A Georgia man injured by a distracted driver recently filed a distracted driving lawsuit against the messaging application (app) “Snapchat.” The lawsuit claims that the app promotes distracted driving and was a contributing factor in the 2015 accident that caused him to sustain serious brain injuries when he was hit by a driver distracted by the app, USA Today reported.

Plaintiff and Uber driver Wentworth Maynard is also suing the 18-year-old girl who struck his vehicle while traveling 107 mph and left him with permanent brain damage. The teenager was using Snapchat’s popular speed filter when she crashed into Maynard.

The speed filter adds the drivers speed to a selfie– a photo a person takes of one’s self — taken while driving.  Users are rewarded with an online trophy for posting their speed.  The teen also shared a post-accident, bloody-faced selfie captioned “lucky to be alive.”

Snapchat’s speed filter promotes distracted driving and encourages teenagers to engage in dangerous and potentially deadly behavior.

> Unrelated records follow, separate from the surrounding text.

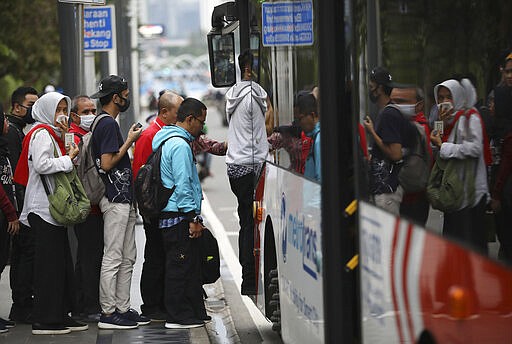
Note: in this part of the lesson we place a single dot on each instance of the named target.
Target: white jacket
(469, 144)
(41, 160)
(246, 104)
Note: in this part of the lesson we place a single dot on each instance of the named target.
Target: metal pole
(124, 68)
(243, 18)
(71, 51)
(336, 142)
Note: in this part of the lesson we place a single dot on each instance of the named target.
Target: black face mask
(123, 108)
(372, 96)
(28, 117)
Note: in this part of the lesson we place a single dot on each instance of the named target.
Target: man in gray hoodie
(247, 149)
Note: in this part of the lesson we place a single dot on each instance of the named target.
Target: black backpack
(210, 258)
(151, 195)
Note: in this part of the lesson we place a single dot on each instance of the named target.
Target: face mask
(408, 110)
(123, 108)
(28, 119)
(373, 97)
(62, 119)
(86, 121)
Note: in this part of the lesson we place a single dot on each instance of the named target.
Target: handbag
(68, 204)
(451, 181)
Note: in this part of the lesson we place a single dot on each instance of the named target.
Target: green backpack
(69, 204)
(450, 180)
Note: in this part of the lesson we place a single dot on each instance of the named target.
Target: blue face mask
(86, 121)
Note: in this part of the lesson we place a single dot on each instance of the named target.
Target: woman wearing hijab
(43, 154)
(463, 138)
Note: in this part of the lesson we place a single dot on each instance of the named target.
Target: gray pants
(119, 255)
(390, 201)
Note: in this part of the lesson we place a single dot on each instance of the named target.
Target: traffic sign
(85, 2)
(287, 23)
(99, 30)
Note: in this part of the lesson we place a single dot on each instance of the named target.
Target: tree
(29, 44)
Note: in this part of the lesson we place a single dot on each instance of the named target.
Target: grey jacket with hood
(246, 105)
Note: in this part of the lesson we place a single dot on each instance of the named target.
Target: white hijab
(457, 91)
(44, 108)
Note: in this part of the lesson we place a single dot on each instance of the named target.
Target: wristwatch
(198, 219)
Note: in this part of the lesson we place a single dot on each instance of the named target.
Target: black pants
(89, 254)
(183, 286)
(153, 270)
(22, 274)
(53, 272)
(243, 188)
(467, 226)
(5, 242)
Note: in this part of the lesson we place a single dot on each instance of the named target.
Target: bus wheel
(274, 305)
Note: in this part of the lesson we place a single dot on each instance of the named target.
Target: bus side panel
(293, 203)
(414, 281)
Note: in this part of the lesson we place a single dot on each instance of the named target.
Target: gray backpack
(86, 169)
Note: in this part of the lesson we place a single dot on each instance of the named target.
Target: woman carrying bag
(463, 141)
(43, 155)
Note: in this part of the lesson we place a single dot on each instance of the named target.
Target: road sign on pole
(85, 2)
(99, 28)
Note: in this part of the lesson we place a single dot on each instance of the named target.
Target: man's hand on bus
(368, 124)
(495, 204)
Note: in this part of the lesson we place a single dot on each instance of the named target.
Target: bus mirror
(221, 49)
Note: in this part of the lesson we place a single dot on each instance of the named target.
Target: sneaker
(7, 323)
(74, 325)
(38, 328)
(190, 323)
(156, 316)
(93, 318)
(115, 322)
(132, 315)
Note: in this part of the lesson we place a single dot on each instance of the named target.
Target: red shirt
(143, 147)
(79, 132)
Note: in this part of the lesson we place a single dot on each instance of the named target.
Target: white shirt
(42, 161)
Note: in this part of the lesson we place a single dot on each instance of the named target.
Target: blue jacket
(313, 161)
(178, 168)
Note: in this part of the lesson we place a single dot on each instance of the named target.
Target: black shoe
(74, 325)
(7, 323)
(38, 328)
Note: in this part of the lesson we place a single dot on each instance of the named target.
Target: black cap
(381, 76)
(110, 85)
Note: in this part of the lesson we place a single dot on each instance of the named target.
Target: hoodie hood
(238, 92)
(457, 91)
(168, 131)
(44, 108)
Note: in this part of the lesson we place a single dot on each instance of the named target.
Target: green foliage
(29, 44)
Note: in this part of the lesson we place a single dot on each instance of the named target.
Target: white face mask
(86, 121)
(408, 110)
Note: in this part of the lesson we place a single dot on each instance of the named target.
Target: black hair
(18, 96)
(190, 106)
(307, 104)
(106, 99)
(245, 59)
(74, 102)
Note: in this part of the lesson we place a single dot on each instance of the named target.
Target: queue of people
(462, 135)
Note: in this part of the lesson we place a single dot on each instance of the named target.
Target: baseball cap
(381, 76)
(109, 85)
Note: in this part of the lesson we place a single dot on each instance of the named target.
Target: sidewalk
(153, 333)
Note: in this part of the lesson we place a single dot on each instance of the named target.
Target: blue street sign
(98, 28)
(287, 23)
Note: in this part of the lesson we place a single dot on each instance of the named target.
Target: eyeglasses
(88, 111)
(200, 121)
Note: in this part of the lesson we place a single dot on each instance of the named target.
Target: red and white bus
(411, 283)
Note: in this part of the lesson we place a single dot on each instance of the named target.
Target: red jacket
(7, 207)
(143, 148)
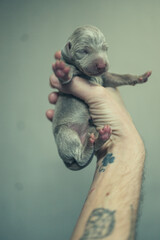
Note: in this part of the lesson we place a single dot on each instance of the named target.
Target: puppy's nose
(101, 65)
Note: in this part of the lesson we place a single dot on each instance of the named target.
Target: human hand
(105, 104)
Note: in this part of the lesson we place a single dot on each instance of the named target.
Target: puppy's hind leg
(75, 154)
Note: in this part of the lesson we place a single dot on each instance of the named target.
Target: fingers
(54, 82)
(50, 114)
(57, 55)
(52, 97)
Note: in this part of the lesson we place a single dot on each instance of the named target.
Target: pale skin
(111, 207)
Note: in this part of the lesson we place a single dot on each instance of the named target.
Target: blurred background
(39, 197)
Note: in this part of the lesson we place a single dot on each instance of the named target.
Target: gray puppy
(86, 55)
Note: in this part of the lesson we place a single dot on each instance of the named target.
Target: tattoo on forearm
(132, 226)
(100, 224)
(109, 158)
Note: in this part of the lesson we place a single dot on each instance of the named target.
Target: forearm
(110, 210)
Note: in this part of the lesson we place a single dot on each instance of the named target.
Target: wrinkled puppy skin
(76, 137)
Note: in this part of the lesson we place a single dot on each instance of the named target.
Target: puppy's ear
(66, 52)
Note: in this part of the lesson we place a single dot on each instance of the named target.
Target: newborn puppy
(76, 137)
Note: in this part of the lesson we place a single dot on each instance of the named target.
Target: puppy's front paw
(105, 133)
(62, 72)
(145, 77)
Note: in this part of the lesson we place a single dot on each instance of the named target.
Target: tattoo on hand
(100, 224)
(109, 158)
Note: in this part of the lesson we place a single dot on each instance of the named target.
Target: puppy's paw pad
(92, 138)
(105, 133)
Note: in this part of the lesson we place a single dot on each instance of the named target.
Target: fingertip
(57, 55)
(49, 114)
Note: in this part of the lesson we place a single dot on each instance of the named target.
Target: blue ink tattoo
(100, 224)
(109, 158)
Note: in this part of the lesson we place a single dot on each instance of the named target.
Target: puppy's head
(86, 49)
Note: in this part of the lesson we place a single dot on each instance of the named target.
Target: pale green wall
(39, 198)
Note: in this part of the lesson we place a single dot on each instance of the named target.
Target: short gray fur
(86, 55)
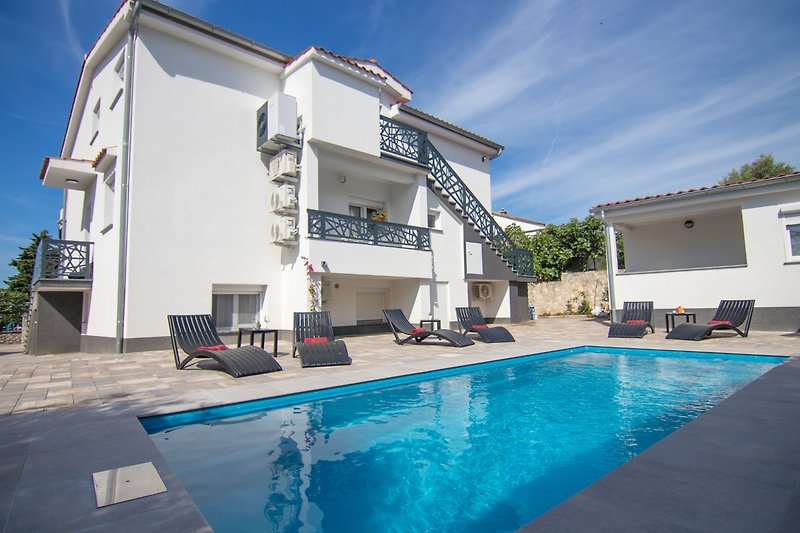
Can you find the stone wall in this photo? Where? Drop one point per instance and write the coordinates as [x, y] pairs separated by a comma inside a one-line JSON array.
[[565, 296], [10, 337]]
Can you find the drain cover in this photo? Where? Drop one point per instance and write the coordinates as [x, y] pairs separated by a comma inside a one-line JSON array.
[[126, 483]]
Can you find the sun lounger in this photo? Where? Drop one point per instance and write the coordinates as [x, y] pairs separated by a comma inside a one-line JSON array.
[[399, 324], [472, 321], [314, 340], [196, 336], [731, 314], [636, 318]]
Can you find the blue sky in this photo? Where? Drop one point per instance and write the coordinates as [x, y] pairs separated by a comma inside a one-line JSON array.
[[594, 101]]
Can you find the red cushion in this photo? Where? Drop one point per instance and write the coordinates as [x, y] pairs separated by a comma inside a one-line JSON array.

The teen was purposely trying to reach 100 mph when she struck Maynard and his wife, who was also in the car at the time, and sent him across the left lane of the highway into an embankment, according to KAAL TV.

“The issue really is about distracted teenage drivers,” said Maynard’s Lawyer in the USA Today article. “It’s about Snapchat encouraging teenagers to drive at fast speed for social status.”

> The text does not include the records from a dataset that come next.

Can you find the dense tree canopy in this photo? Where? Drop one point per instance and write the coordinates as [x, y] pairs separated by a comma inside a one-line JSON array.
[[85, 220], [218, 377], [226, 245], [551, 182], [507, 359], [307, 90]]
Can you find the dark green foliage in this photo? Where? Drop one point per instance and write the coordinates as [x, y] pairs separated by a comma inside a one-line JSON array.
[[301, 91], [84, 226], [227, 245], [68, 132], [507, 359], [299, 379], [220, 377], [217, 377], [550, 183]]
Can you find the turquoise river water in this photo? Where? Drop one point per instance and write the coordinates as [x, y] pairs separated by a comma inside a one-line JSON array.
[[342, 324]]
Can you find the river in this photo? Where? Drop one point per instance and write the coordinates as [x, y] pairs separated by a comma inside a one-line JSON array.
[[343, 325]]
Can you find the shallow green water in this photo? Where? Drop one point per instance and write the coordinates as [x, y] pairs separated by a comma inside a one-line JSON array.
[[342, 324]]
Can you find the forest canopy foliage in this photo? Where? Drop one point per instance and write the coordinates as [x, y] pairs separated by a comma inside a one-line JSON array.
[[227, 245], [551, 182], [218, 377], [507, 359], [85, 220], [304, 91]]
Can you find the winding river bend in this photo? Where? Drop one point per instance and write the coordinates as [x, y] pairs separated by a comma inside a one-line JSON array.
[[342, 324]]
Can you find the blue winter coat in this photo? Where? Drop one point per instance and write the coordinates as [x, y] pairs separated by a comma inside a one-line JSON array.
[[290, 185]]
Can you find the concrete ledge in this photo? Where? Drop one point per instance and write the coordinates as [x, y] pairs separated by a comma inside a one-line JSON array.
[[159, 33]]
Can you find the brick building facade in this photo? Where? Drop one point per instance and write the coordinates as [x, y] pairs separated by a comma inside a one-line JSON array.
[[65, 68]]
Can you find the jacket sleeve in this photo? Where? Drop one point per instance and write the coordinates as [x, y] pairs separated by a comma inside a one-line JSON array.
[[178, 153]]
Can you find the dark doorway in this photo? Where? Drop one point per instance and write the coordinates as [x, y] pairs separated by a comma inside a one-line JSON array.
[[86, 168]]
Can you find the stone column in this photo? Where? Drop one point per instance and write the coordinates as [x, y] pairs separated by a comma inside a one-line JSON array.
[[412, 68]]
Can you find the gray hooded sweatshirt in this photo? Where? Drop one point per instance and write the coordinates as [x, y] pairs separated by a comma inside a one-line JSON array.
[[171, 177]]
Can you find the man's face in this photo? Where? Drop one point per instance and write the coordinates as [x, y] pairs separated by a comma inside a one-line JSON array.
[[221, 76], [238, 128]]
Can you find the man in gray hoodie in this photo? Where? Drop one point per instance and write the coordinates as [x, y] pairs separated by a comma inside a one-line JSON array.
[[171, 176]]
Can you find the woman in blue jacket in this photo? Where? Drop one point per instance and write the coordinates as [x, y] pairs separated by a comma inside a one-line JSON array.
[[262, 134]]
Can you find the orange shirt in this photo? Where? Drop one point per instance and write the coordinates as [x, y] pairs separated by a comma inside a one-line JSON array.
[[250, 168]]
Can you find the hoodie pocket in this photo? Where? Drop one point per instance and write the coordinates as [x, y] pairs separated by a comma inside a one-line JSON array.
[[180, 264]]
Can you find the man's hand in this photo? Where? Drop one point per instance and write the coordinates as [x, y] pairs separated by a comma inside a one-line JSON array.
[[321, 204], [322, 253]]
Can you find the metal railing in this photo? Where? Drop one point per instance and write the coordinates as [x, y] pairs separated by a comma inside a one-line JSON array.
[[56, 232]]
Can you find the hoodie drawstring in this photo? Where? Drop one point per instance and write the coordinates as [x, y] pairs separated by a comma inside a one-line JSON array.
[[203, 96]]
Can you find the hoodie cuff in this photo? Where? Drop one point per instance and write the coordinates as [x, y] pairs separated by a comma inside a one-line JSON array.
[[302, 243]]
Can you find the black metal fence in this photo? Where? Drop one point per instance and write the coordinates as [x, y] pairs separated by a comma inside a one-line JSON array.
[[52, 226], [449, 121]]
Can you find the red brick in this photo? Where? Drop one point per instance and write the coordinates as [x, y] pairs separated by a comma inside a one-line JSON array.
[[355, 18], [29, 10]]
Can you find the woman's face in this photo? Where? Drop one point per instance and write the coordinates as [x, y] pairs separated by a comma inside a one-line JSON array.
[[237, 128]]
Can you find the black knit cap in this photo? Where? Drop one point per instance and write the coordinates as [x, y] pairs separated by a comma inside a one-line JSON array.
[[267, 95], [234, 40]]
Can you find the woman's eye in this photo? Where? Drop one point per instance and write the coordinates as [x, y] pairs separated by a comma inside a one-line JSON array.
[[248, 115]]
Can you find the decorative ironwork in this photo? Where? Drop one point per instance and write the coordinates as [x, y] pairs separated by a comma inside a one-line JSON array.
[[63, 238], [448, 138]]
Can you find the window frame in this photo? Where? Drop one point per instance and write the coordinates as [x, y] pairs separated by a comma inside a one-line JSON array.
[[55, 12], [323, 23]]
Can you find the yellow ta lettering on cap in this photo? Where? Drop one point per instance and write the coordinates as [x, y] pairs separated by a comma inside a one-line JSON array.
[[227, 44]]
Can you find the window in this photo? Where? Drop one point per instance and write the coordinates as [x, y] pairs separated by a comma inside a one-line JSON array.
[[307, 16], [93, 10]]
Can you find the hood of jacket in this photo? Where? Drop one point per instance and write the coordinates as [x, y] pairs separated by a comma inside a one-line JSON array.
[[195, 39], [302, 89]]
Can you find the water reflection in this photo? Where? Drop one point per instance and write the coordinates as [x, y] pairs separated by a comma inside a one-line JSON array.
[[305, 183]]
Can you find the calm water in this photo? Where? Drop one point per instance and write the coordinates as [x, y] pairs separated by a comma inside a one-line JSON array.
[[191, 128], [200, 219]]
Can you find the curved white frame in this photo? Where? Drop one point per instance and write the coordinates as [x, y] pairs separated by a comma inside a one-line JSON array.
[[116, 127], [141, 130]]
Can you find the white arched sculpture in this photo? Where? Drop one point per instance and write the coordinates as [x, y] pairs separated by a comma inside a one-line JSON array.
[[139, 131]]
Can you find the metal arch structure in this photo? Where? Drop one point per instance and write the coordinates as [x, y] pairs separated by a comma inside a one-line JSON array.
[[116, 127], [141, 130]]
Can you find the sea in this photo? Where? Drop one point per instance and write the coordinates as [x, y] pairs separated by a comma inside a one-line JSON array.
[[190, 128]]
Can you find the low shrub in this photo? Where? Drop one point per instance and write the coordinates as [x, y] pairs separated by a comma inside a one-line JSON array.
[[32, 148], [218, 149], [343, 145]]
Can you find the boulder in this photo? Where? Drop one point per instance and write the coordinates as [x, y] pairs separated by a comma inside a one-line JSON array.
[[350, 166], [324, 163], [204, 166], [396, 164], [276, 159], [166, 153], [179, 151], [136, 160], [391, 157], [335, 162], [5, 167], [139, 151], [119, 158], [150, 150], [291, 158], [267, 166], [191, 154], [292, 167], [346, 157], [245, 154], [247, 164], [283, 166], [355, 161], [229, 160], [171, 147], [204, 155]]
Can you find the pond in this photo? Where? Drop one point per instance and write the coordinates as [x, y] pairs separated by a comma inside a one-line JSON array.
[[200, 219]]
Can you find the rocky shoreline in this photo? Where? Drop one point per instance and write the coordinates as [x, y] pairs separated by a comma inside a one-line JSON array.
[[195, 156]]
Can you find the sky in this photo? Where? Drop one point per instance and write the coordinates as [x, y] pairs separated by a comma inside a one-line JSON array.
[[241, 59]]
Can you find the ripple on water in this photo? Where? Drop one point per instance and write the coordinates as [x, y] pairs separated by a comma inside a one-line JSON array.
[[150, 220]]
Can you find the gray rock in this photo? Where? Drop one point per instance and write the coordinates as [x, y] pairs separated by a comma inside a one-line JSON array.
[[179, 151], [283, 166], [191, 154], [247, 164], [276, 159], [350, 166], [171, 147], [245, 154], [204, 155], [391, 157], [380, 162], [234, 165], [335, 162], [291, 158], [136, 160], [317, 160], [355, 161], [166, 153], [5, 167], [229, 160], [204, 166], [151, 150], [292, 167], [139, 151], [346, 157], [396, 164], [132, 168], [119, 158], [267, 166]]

Maynard’s lawyer also said “Snapchat has an obligation under the law not to place dangerous items into the stream of commerce, and they have a responsibility to act reasonably to take steps to eliminate risks associated with their products,” according to Daily Report.

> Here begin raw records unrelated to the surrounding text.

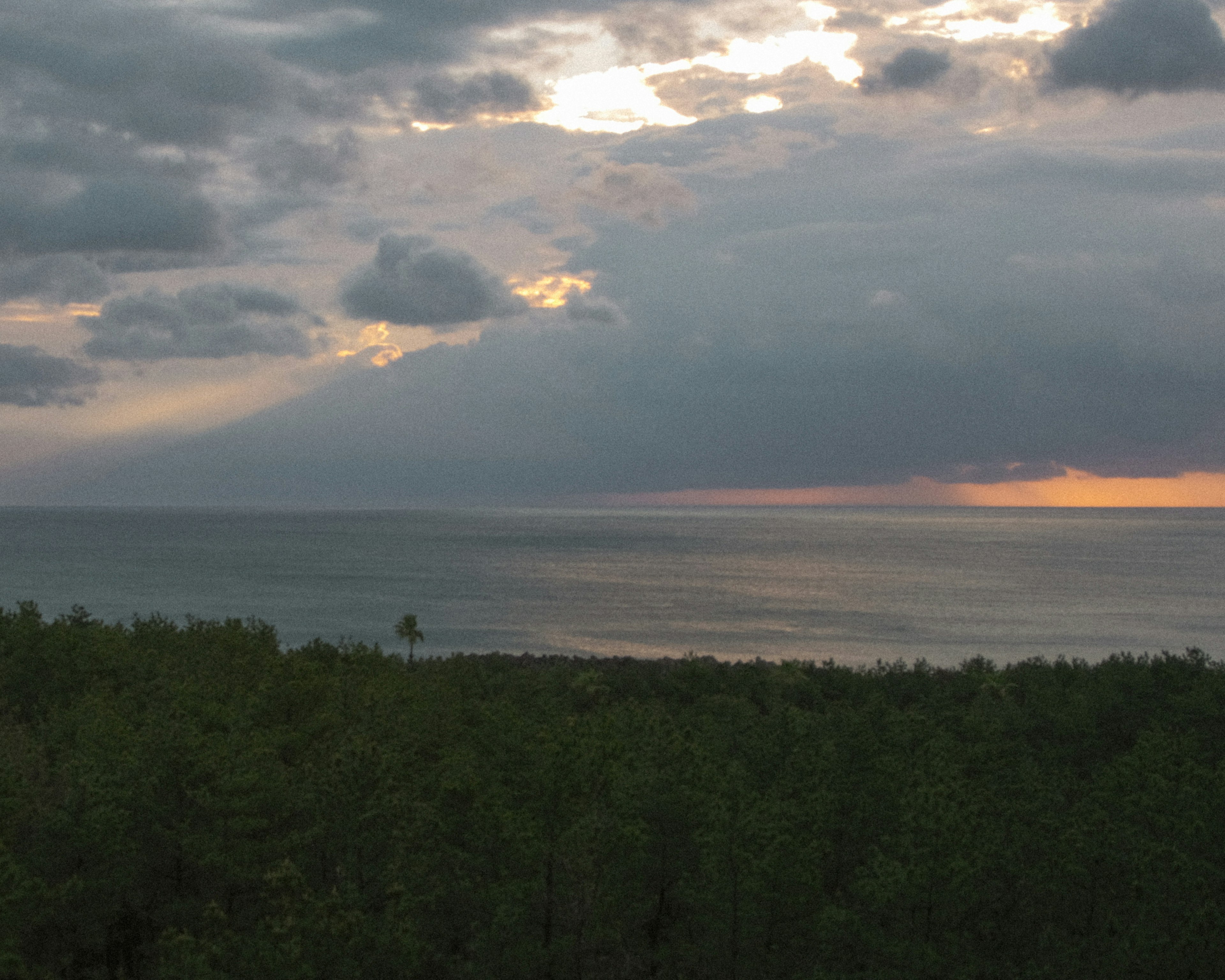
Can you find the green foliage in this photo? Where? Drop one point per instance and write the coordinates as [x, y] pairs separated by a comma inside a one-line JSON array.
[[195, 804]]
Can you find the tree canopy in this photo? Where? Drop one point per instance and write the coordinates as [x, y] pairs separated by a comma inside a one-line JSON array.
[[194, 802]]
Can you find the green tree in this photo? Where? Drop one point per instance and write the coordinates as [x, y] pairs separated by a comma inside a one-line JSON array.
[[407, 630]]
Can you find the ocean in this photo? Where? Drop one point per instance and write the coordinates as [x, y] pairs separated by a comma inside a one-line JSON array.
[[856, 585]]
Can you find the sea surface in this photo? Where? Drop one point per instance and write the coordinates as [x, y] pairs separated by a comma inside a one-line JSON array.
[[850, 583]]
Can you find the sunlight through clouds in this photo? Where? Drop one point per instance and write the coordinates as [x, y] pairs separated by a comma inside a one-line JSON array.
[[621, 100], [374, 337], [1042, 23]]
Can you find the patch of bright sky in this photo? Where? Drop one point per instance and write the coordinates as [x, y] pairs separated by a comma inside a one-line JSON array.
[[955, 20], [621, 100]]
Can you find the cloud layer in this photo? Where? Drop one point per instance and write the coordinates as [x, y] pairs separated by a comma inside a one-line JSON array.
[[31, 378], [418, 283], [1143, 46], [205, 322]]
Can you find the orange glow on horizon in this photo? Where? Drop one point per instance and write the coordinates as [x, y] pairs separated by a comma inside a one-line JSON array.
[[1073, 489], [552, 292]]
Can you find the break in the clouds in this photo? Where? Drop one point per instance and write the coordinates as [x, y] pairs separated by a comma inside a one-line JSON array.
[[206, 322], [1143, 46], [653, 245], [414, 282], [32, 378]]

Tech Crunch reported that 60% of Snapchat’s user base is younger than 25 years-old. Thirty-seven percent of all users are between 18-24 years-of age.

EndDD.org, a nonprofit organization dedicated to ending distracted driving through free educational programs, reported on a recent AAA study that suggested that distracted driving account for 58% of all car crashes caused by teens. Twelve percent of those accidents involved cell phone use.

Maynard spent five weeks in the hospital following the accident.  He’s unable to work, care for himself, or get around without a walker or wheelchair.  Through his lawsuit, he is seeking compensation for medical expenses incurred as a result of the accident

A petition on Change.org is calling for Snapchat to remove the speed filter feature.